Ele conta que, no Brasil, 85% da energia vem de fontes renováveis e, desse montante, 72% são limpas. “Aproximadamente, 60% provêm de recursos hídricos, 10% são eólicos, 2% são derivados do sol e o restante surge da biomassa – renovável, mas não limpa. Os outros 15% da geração de energia são oriundos do petróleo e do carvão”, enumera.

 

Seixas, que estuda o assunto há muitos anos, é enfático: “Como no País a energia elétrica vem de fontes limpas e renováveis, podemos dizer que, sim, o carro elétrico polui bem menos”, decreta. A conta é simples. “O CO2 liberado durante a fabricação será compensado com sobras ao longo de toda sua vida útil sem poluir o ar. Nunca mais o carro elétrico vai gerar gases tóxicos. O automóvel com motor a combustão, por sua vez, sempre precisará queimar combustível fóssil para funcionar. E só piora com o tempo, em função do desgaste do motor”, explica.

 

Alinha de montagem de automóveis elétricos em países como a China ainda utiliza a matriz energética “suja” das usinas de carvão para a geração de energia. Ao menos, essas instalações localizam-se em regiões isoladas, sem a concentração de pessoas. Mas Diogo Seixas afirma que é uma tendência global a limpeza da energia, cada vez mais extraída de fontes solares e eólicas. “O excesso de liberação de CO2 na natureza – que provoca aquecimento global – precisa ser estancado.
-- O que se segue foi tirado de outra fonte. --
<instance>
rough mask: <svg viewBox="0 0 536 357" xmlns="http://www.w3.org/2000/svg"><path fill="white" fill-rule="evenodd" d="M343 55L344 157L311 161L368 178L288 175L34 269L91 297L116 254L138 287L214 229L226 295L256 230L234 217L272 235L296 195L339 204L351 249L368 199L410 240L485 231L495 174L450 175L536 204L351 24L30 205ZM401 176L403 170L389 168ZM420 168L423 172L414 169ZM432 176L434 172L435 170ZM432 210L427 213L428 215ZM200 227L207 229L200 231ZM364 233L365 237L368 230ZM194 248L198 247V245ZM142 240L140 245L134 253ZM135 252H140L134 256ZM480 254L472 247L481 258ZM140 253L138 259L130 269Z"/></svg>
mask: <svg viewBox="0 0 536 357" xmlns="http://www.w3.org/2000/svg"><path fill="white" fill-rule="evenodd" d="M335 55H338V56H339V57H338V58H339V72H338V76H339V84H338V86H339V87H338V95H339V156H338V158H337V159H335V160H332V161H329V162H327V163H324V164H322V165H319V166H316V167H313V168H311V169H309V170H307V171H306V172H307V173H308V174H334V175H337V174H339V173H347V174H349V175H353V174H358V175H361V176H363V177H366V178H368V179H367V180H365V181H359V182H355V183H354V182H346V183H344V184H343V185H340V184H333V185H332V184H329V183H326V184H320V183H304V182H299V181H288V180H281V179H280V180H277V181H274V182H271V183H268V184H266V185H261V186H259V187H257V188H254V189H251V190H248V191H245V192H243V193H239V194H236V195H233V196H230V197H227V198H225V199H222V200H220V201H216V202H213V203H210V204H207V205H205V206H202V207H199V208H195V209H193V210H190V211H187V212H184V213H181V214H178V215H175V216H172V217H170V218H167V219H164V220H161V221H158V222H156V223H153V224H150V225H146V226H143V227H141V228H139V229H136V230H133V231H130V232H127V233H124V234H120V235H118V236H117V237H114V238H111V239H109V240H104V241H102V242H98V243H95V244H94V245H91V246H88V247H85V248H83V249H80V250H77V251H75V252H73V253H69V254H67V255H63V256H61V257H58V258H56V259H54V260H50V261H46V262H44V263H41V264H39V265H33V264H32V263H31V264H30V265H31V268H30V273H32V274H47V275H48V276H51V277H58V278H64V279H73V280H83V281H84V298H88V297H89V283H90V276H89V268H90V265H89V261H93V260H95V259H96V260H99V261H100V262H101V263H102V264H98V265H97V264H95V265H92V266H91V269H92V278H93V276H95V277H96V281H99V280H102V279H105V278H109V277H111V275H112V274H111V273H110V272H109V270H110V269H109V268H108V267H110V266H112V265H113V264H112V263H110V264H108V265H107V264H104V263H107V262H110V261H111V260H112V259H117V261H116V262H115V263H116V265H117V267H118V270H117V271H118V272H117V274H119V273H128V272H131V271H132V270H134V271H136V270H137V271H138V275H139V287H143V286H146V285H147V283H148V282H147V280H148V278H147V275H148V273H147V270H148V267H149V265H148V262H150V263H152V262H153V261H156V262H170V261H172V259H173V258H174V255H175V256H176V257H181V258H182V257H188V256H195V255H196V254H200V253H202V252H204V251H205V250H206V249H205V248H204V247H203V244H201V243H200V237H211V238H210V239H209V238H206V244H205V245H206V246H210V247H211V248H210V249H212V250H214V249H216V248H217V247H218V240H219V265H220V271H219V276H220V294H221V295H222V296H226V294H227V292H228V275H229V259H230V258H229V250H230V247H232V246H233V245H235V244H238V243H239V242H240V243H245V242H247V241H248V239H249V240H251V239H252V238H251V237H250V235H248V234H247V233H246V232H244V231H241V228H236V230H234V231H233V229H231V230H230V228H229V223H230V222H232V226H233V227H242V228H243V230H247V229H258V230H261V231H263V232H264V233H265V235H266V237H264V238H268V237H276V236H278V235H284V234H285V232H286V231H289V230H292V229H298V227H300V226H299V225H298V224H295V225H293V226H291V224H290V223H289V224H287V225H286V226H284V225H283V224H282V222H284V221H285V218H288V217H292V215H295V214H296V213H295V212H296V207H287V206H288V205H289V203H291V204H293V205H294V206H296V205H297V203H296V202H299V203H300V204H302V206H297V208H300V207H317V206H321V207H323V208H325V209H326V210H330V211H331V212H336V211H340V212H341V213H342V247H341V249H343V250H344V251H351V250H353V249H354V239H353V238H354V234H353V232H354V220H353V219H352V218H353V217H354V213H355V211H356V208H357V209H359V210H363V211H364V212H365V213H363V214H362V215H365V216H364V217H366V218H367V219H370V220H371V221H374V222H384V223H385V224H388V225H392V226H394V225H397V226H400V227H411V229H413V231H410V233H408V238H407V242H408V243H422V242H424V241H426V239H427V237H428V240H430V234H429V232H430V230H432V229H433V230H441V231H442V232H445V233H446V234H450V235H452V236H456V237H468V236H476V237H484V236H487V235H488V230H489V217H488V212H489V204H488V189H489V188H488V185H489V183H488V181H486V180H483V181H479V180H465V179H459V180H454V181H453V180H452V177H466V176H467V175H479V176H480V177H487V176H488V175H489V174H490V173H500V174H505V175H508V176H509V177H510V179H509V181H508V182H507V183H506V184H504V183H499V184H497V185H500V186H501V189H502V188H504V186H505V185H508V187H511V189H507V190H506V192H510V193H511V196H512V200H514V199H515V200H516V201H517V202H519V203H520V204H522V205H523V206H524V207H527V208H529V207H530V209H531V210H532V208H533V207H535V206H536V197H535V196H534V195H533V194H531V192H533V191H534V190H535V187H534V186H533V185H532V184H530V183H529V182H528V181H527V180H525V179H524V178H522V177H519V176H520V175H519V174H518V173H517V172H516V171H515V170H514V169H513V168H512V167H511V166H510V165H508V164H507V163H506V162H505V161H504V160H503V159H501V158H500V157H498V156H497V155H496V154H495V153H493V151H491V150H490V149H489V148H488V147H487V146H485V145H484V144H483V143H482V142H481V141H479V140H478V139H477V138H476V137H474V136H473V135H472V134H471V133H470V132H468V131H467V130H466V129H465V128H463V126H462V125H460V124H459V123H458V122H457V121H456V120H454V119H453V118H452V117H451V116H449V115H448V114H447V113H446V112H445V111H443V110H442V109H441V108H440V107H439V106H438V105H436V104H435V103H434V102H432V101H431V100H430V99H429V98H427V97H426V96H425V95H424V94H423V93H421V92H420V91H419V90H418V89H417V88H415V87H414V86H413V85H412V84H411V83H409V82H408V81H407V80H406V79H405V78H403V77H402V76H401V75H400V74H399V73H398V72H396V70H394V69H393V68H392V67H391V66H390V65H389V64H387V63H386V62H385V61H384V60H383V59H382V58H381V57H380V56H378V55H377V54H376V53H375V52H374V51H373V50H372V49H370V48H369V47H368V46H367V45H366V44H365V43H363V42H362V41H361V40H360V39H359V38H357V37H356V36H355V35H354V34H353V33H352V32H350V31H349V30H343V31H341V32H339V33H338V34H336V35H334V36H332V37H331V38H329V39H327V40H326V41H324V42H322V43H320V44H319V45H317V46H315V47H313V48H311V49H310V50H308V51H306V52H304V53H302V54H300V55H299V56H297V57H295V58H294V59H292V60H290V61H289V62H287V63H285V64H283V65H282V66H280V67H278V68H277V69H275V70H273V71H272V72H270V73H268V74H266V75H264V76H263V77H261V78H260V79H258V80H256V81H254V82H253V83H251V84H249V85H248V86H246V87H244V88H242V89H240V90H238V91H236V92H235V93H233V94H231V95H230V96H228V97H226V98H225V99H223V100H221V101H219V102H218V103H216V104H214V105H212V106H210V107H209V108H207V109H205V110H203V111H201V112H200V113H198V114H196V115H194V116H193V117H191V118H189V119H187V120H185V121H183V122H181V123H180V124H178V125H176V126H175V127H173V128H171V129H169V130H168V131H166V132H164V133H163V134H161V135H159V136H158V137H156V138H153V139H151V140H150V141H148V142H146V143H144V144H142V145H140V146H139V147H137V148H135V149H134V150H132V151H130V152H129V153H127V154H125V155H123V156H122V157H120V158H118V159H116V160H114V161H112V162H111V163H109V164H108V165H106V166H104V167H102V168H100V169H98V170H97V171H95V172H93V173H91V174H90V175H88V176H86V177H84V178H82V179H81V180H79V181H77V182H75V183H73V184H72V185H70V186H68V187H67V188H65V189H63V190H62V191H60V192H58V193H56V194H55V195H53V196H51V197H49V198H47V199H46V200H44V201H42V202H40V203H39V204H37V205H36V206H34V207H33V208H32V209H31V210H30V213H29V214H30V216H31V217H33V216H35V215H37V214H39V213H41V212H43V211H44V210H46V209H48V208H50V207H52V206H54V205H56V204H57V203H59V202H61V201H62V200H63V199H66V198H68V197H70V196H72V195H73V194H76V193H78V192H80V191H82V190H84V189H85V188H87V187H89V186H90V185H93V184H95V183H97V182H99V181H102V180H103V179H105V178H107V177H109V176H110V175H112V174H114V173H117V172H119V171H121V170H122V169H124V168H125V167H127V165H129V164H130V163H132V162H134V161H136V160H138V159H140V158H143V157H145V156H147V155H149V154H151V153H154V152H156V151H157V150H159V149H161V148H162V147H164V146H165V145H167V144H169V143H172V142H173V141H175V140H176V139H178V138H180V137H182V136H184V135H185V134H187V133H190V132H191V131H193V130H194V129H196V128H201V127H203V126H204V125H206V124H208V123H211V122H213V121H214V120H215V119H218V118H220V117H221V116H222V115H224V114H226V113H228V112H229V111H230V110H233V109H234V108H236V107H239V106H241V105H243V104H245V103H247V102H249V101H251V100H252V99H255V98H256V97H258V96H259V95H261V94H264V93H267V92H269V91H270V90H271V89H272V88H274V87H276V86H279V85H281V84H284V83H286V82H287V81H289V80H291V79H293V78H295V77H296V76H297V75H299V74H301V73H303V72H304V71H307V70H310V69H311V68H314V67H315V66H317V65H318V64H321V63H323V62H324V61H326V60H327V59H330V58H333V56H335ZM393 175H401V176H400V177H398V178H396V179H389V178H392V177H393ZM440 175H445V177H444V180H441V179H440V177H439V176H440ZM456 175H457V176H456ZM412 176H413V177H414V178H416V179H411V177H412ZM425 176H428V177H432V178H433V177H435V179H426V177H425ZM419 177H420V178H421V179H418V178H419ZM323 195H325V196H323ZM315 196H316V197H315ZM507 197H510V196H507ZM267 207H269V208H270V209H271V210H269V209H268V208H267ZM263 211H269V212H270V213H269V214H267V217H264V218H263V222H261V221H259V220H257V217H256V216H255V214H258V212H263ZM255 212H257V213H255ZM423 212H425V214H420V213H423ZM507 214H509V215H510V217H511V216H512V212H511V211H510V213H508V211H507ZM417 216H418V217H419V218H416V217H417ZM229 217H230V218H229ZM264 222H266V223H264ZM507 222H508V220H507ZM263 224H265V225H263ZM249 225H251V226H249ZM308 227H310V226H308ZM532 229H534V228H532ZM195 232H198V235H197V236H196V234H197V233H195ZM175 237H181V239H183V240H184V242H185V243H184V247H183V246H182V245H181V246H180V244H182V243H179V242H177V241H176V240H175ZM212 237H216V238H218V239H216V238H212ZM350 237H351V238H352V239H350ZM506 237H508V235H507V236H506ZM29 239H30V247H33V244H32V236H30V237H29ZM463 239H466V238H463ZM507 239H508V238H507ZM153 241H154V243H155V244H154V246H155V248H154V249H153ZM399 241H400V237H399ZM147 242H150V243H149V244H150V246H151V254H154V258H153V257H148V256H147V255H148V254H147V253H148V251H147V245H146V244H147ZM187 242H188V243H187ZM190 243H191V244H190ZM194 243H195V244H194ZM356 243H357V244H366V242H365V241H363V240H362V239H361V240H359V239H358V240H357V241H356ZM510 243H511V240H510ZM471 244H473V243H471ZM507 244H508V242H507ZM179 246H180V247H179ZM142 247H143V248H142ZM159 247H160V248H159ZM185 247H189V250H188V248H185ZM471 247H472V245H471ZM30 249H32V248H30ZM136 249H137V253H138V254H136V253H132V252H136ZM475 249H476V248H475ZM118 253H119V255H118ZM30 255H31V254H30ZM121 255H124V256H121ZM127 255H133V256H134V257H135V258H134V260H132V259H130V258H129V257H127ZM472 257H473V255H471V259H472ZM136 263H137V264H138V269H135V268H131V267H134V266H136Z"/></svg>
Os países estão migrando rapidamente para as fontes limpas”, defende.

 

Segundo estudos realizados pela organização Transport and Environment (T&E), com sede em Bruxelas (Bélgica), os modelos elétricos feitos na Europa emitem quase três vezes menos CO2 que similares a gasolina ou diesel.

 

O levantamento conclui que, mesmo no pior dos cenários, um carro com propulsão elétrica fabricado na China e dirigido na Polônia apresenta níveis 22% menores de CO2 que o a diesel e 28% em relação ao a gasolina. Na outra ponta, ou seja, na melhor das hipóteses, um carro elétrico feito e conduzido na Suécia emite 80% menos CO2 que o a diesel e 81% menos que o a gasolina. Há outros indicadores: o Tesla Model 3, por exemplo, emite 65% menos gases poluentes em comparação a um Mercedes-Benz Classe C.

 

“Isso acaba com o mito de que dirigir um carro elétrico prejudica mais o meio ambiente que um modelo a combustão”, depõe Lucien Mathieu, analista de transporte e mobilidade da T&E. A entidade prevê que os benefícios dos carros elétricos aumentarão na Europa. Até 2030, eles reduzirão quatro vezes as emissões de CO2, devido à expansão das energias renováveis.

 

Descarbonização

 

As descobertas da T&E endossam o estudo independente das universidades inglesas de Exeter e Cambridge, segundo o qual os carros elétricos diminuem as emissões gerais de CO2 até nos casos em que a eletricidade empregada para abastecê-los venha da geração de derivados fósseis. As emissões atuais e futuras do ciclo de vida dos veículos elétricos, diz o levantamento, são mais baixas que as dos carros movidos a gasolina.

 

O relatório afirma também que “mesmo que a futura eletrificação não seja acompanhada pela rápida descarbonização do setor de energia, provavelmente reduzirá as emissões de gases tóxicos em quase todas as regiões do mundo”.

 

Apesar de ainda não ter uma política clara acerca do automóvel elétrico e de seus consequentes reflexos ao meio ambiente, o Brasil registra crescimento nas vendas nesse segmento. No entanto, há quem defenda um degrau de transição entre veículos com motor a combustão e elétricos. “O mercado brasileiro pode oferecer uma solução técnica, com baixa pegada de carbono”, diz Gustavo Noronha, da AEA.

 

A associação vem conduzindo estudos de biocombustível na eletrificação, a fim de avaliar os impactos no clima. “O Brasil tem uma chance de ouro de unir os dois mundos: híbridos flex – como a tecnologia existente no Toyota Corola Hybrid – e elétricos. Não se pode desprezar a história que o etanol construiu no País, porque o agronegócio conseguiu chegar a um combustível renovável. Juntar as duas forças é o caminho mais coerente”, analisa.

 

Etanol é poluente?

 

Para reforçar a ideia de Noronha, a União da Agroindústria Canavieira do Estado de São Paulo (Unica) revela que a safra de 33,5 bilhões de litros de etanol hidratado e anidro de 2019/2020 corresponde a 50% de participação no abastecimento da frota nacional de veículos leves, o que corresponde à redução de 80 milhões de toneladas de CO2.

 

Diogo Soares reconhece que o etanol polui menos e a plantação de cana absorve maiores quantidades de CO2. Ainda assim, acredita, ele está longe de ser um combustível renovável e que represente transição ao ser usado na composição do biocombustível. “A preparação do solo para o plantio, a utilização de produtos químicos que emitem CO2, as queimadas e o transporte até as usinas feito em caminhões movidos a diesel compõem um cenário poluidor, prejudicial ao meio ambiente”, salienta.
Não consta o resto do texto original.